ConSurf 2010: calculating evolutionary conservation in sequence and structure of proteins and nucleic acids (original) (raw)
Abstract
It is informative to detect highly conserved positions in proteins and nucleic acid sequence/structure since they are often indicative of structural and/or functional importance. ConSurf (http://consurf.tau.ac.il) and ConSeq (http://conseq.tau.ac.il) are two well-established web servers for calculating the evolutionary conservation of amino acid positions in proteins using an empirical Bayesian inference, starting from protein structure and sequence, respectively. Here, we present the new version of the ConSurf web server that combines the two independent servers, providing an easier and more intuitive step-by-step interface, while offering the user more flexibility during the process. In addition, the new version of ConSurf calculates the evolutionary rates for nucleic acid sequences. The new version is freely available at: http://consurf.tau.ac.il/.
INTRODUCTION
The degree to which an amino (or nucleic) acid position is evolutionarily conserved is strongly dependent on its structural and functional importance. Thus, conservation analysis of positions among members from the same family can often reveal the importance of each position for the protein (or nucleic acid)’s structure or function. ConSurf (1,2) and ConSeq (3) are web servers for calculating the evolutionary rate of each position of the protein and for identifying structurally and functionally important regions within proteins. The degree of conservation of each position is the inverse of the site’s evolutionary rate; rapidly evolving positions are variable while slowly evolving positions are conserved. In ConSurf, the evolutionary rate is estimated based on the evolutionary relatedness between the protein and its homologues and considering the similarity between amino acids as reflected in the substitutions matrix (4,5). One of the advantages of ConSurf in comparison to other methods is the accurate computation of the evolutionary rate by using either an empirical Bayesian method or a maximum likelihood (ML) method (5). The differences between the two methods are explained in detail in reference (4). The strength of those methods is that they explicitly account for the stochastic process underlying the evolution of the analyzed sequences, and that they rely on the phylogeny of the sequences. Thus, they can correctly discriminate between conservation due to short evolutionary time and genuine sequence conservation. In addition, the Bayesian based method provides reliability estimates for the site-specific conservation scores.
METHODS
A short description of the methodology is provided below. More detailed description is available at http://consurf.tau.ac.il/, under ‘OVERVIEW’, ‘QUICK HELP’ and ‘FAQ’.
ConSurf protocol
A flowchart of the ConSurf web server is shown in Figure 1 and detailed below.

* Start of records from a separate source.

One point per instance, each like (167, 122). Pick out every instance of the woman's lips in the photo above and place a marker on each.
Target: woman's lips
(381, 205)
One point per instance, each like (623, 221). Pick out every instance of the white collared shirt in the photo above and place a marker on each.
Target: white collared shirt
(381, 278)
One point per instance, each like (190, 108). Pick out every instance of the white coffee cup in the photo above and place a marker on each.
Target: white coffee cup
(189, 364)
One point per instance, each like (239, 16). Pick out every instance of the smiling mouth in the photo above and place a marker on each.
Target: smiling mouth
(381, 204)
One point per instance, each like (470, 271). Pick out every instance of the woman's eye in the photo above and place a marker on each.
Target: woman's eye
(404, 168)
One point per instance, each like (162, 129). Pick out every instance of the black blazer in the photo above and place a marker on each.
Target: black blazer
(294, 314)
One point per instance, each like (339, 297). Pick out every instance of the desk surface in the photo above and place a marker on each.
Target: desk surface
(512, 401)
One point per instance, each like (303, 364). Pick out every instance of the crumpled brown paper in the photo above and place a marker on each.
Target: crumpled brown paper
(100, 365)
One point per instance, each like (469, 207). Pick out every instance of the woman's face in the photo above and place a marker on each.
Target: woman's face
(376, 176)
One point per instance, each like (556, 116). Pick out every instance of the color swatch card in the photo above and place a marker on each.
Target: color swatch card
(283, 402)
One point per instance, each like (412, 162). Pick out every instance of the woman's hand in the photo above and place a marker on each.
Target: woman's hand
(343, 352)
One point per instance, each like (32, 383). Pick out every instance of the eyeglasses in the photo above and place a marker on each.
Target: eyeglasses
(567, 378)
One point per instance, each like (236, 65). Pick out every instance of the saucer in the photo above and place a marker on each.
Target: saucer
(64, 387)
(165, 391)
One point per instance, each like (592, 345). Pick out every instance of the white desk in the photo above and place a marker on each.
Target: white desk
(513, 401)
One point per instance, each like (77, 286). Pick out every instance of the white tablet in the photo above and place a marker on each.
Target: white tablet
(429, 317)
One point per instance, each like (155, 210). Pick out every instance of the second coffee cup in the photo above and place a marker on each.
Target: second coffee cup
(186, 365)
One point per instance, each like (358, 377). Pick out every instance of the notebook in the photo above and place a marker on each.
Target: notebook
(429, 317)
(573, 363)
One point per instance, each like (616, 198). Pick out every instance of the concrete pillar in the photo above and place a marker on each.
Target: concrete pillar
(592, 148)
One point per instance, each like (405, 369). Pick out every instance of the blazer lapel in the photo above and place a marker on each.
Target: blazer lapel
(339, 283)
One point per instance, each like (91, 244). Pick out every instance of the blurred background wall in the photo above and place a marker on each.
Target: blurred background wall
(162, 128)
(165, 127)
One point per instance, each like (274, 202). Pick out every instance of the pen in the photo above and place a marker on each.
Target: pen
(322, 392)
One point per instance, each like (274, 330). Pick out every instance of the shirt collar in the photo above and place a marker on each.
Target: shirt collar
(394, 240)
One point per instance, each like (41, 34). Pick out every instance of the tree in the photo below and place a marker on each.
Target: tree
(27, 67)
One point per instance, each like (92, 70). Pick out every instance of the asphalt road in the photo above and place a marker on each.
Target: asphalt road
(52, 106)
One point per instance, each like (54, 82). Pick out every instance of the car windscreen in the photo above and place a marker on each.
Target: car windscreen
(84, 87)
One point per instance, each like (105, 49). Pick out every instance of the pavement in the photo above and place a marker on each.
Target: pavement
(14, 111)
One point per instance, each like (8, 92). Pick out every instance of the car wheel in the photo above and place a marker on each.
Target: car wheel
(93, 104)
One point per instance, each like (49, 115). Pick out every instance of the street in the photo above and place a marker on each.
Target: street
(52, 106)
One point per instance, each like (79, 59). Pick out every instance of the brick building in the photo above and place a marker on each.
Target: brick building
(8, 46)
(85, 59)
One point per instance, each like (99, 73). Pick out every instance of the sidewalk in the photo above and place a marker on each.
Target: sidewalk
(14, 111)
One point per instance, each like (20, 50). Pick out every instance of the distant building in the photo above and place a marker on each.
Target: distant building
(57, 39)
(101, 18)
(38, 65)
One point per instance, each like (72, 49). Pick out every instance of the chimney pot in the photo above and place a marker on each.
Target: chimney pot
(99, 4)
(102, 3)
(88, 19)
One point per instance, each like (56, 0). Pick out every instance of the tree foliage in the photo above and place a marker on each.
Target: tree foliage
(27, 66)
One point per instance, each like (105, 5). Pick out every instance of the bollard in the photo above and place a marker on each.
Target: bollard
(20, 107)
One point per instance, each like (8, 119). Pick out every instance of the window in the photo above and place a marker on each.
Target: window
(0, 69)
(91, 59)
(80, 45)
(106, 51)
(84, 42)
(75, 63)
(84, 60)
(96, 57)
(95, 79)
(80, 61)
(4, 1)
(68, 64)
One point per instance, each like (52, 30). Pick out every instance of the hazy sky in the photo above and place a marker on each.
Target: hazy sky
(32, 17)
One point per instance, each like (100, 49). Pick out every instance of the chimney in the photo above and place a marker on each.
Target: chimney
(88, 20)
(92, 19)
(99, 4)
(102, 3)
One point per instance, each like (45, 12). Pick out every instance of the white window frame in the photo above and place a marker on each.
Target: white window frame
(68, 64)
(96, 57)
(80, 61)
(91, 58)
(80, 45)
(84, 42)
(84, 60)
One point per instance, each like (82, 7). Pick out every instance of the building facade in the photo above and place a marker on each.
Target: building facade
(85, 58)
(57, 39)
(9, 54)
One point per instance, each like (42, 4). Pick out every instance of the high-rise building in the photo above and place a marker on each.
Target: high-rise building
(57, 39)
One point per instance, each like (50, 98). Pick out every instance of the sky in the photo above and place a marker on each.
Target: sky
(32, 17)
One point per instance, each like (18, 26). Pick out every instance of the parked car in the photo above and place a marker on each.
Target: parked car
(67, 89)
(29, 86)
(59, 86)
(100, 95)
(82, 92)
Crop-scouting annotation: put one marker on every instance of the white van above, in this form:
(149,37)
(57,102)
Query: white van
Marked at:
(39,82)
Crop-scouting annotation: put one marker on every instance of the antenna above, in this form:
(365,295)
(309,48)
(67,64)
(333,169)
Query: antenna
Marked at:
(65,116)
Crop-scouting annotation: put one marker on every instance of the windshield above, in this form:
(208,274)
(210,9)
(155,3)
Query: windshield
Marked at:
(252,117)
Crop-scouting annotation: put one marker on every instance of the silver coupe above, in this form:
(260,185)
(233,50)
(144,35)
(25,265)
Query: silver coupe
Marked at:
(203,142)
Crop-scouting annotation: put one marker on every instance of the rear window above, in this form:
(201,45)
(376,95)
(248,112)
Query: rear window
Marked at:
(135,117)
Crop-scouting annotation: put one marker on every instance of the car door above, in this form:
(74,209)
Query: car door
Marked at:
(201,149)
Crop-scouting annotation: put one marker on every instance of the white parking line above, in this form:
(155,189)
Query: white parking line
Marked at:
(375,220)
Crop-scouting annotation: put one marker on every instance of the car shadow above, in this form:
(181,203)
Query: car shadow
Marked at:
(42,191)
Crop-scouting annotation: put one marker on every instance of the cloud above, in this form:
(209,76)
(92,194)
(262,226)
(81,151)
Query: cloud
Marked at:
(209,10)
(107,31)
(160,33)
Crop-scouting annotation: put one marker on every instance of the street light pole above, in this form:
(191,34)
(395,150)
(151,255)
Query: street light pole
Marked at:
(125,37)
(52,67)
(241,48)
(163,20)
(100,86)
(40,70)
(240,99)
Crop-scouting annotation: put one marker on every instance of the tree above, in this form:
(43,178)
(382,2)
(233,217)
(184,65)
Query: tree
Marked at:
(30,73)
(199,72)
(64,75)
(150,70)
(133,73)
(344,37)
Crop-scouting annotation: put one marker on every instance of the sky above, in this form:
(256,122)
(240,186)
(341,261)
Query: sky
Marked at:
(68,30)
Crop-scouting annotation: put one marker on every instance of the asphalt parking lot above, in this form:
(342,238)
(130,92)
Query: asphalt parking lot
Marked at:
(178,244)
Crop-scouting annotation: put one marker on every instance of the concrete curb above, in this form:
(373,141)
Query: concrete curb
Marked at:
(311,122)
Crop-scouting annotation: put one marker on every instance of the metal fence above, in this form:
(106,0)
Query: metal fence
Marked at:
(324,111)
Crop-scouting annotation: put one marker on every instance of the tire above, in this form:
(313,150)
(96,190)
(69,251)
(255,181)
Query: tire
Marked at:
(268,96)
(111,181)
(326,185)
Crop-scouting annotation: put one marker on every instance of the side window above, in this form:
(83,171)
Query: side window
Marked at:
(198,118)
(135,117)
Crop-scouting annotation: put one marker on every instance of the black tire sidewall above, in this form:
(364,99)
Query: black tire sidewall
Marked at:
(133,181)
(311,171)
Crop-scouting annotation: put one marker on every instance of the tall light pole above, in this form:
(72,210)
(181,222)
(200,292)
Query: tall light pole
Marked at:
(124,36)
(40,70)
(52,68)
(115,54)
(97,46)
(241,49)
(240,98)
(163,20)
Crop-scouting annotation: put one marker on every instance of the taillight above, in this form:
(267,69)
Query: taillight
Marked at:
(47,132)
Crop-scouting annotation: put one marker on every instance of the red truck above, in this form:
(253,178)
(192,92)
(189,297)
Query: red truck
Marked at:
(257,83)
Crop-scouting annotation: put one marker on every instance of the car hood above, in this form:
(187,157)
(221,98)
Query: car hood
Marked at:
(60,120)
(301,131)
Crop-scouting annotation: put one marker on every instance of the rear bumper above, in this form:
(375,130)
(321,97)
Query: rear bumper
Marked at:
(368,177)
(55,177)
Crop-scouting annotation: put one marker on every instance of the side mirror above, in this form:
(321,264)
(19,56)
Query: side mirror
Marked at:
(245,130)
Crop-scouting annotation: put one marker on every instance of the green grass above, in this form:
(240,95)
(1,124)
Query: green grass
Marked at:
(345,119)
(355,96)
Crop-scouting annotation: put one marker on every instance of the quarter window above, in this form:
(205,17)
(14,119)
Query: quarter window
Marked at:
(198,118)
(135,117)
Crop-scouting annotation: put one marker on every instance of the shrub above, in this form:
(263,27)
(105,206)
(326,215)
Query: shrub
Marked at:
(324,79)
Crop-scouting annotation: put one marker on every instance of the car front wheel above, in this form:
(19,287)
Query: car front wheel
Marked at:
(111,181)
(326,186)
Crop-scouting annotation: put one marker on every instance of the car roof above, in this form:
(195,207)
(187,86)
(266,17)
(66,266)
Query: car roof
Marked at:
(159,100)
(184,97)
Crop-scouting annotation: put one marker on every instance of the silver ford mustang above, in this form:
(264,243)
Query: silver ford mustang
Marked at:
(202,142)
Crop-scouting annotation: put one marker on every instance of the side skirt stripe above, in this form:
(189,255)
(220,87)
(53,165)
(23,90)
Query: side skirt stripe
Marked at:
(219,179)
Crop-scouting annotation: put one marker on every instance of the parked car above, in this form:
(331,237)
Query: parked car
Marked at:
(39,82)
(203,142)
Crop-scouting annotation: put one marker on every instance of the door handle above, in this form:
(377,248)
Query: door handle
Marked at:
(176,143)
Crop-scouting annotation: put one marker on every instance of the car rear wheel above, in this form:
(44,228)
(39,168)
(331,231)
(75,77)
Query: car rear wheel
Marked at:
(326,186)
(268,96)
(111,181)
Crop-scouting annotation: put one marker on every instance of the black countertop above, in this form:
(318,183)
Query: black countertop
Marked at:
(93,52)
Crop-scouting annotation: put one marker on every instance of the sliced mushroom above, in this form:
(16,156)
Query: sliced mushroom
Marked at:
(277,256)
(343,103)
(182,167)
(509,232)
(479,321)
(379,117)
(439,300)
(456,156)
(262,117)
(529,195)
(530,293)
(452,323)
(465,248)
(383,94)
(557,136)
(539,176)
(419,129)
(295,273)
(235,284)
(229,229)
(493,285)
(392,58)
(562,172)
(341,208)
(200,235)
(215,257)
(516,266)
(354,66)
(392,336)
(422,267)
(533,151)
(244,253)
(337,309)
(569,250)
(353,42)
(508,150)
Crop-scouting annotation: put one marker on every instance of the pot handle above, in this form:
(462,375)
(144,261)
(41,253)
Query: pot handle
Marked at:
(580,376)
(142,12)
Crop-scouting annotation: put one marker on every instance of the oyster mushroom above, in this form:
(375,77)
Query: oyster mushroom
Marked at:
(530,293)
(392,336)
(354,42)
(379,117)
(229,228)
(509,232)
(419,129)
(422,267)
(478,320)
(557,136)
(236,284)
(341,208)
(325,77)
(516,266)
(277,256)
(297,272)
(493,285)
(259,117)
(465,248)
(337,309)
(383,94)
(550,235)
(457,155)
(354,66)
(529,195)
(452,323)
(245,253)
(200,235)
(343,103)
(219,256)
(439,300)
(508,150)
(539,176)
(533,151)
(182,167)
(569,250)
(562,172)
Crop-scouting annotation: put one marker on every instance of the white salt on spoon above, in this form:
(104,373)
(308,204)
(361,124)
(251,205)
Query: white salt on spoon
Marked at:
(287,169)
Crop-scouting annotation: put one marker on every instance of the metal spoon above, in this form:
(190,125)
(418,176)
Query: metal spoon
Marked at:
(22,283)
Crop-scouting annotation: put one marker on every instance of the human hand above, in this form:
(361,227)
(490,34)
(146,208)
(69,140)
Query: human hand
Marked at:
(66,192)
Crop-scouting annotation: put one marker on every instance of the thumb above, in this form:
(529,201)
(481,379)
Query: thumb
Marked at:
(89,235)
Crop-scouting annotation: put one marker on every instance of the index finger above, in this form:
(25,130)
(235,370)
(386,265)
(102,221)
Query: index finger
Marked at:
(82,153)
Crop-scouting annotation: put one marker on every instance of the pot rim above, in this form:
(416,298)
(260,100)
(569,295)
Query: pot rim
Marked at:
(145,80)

- The sequence is extracted from the 3D structure (if given).
- Homologous sequences are collected using a BLAST (or PSI-BLAST) (6,7) search against a selected database. The user may specify criteria for defining homologues. The user can also manually select the desired sequences from the BLAST results.
- The sequences are clustered and highly similar sequences are removed using CD-HIT (8).
- A multiple sequence alignment (MSA) of the homologous sequences is constructed using MAFFT, PRANK, T-COFFEE, MUSCLE or CLUSTALW.
- A phylogenetic tree is reconstructed based on the MSA, using the neighbor-joining algorithm as implemented in the Rate4Site program (4,5).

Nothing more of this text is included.